In a letter written to Musharraf, Burney drew the President's attention to "the suffering of thousands of condemned prisoners languishing in Pakistani jails and facing the worst human rights violations".
"This is an issue on which we have spoken several times during our meetings and an issue on which I have already sent several appeals," the former human rights minister said.
"In the greater interest of human rights and morality, I would like to request you once again that you please reconsider my previous appeals and take action to end the suffering of these human beings," he said.

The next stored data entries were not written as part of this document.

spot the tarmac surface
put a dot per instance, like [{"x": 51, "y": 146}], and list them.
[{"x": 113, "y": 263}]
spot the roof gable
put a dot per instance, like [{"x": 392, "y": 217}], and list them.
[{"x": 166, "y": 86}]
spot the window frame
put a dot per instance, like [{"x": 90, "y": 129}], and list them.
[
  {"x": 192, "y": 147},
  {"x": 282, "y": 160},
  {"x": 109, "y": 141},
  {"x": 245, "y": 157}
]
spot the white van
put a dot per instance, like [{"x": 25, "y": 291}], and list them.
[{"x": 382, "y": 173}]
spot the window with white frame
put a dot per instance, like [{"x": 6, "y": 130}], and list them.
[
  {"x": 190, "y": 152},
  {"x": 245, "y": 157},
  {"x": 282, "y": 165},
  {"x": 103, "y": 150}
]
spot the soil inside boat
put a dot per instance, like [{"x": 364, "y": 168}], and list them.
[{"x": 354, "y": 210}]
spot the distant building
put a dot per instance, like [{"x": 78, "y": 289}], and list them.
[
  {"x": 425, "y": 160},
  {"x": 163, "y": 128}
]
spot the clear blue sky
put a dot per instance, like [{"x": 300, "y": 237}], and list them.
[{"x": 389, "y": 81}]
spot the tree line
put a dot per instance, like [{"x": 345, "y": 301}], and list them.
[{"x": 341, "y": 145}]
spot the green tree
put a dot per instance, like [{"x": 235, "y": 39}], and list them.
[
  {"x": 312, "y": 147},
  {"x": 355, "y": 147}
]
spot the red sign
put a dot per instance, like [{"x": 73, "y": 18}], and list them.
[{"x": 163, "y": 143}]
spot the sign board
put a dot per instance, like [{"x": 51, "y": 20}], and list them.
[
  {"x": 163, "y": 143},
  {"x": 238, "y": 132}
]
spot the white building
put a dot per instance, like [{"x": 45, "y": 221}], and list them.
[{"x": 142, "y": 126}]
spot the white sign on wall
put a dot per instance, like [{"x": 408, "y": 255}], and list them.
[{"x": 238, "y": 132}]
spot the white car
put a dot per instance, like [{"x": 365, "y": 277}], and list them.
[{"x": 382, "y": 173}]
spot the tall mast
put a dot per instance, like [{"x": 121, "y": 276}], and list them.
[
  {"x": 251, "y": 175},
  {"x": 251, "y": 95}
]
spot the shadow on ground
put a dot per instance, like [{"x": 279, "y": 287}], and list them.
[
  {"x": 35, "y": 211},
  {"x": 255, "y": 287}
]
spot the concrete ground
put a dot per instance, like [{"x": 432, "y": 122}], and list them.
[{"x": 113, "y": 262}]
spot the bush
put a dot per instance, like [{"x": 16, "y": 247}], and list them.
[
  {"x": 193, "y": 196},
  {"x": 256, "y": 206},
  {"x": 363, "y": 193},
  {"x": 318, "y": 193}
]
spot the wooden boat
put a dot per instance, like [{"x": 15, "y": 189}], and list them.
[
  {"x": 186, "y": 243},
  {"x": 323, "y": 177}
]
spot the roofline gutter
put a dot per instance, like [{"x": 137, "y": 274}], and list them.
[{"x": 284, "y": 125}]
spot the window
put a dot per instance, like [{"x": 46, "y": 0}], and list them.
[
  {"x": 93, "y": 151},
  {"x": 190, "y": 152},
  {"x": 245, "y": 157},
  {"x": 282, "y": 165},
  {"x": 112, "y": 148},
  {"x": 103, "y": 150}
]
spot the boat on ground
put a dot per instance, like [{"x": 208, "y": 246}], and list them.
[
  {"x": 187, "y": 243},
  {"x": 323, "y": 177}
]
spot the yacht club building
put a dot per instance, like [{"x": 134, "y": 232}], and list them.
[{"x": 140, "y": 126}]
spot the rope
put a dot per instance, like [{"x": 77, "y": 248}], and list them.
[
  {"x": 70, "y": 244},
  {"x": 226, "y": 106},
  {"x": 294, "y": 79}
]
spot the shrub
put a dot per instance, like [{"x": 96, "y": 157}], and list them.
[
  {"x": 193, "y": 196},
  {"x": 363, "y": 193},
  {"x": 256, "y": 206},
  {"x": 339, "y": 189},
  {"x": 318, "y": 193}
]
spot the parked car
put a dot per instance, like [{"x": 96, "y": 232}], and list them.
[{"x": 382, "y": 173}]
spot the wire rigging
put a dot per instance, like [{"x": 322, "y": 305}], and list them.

"I request that all death sentences in the country be halted; and all condemned prisoners have their death sentences converted into life imprisonment in the very greater interest of justice, humanity and human rights as 60 to 65 per cent of them are innocent."
Though Sarabjit's case was not specifically mentioned in the letter, Burney has been at the forefront of efforts to seek clemency for the Indian national who was sentenced to death for alleged involvement in four bomb blasts in Punjab province that killed 14 people in 1990. <b1>
Sarabjit's execution was recently put off indefinitely by the Pakistan government. His family insists he accidentally crossed the border in an inebriated condition and was not involved in spying or terrorist activities as claimed by the Pakistani authorities.
Pointing out that "several thousand condemned prisoners (are) languishing in death cells across Pakistan", Burney said, "Many have had their appeals pending in courts for 10 to 30 years; some have become mentally disabled due to long years of confinement in death cells; while many others have become physically disabled and have had their arms or legs amputated because of the conditions of their confinement.
"Some condemned prisoners have even crossed the age of 100. In most death cells in Pakistan, there is a capacity for three prisoners. However in reality, there are between six and 12 prisoners in each cell. There was no drainage and the prisoners would eat in the same place where they excrete."
The prisoners, Burney said, are kept in their cells for most of the day and allowed out only for 30 minutes a day in the more strict prisons.
Burney appealed to Musharraf to take action to end the miseries of the prisoners "because of the mental and physical condition of these condemned prisoners, the harsh suffering that has been inflicted onto them, and the large number of years many of them have already spent in death cells".
"Sir, if someone has already spent over a life sentence in a death cell, which was far worse than any normal prison, or that person has become mentally or physically disabled due to the conditions in which the state placed him, how then can we hang such a person after already inflicting such great punishment on him?" he asked.
"This inhumane treatment is against the law of the country, and it would be immoral and most importantly, it would be un-Islamic to hang these prisoners after already inflicting such cruelty onto them."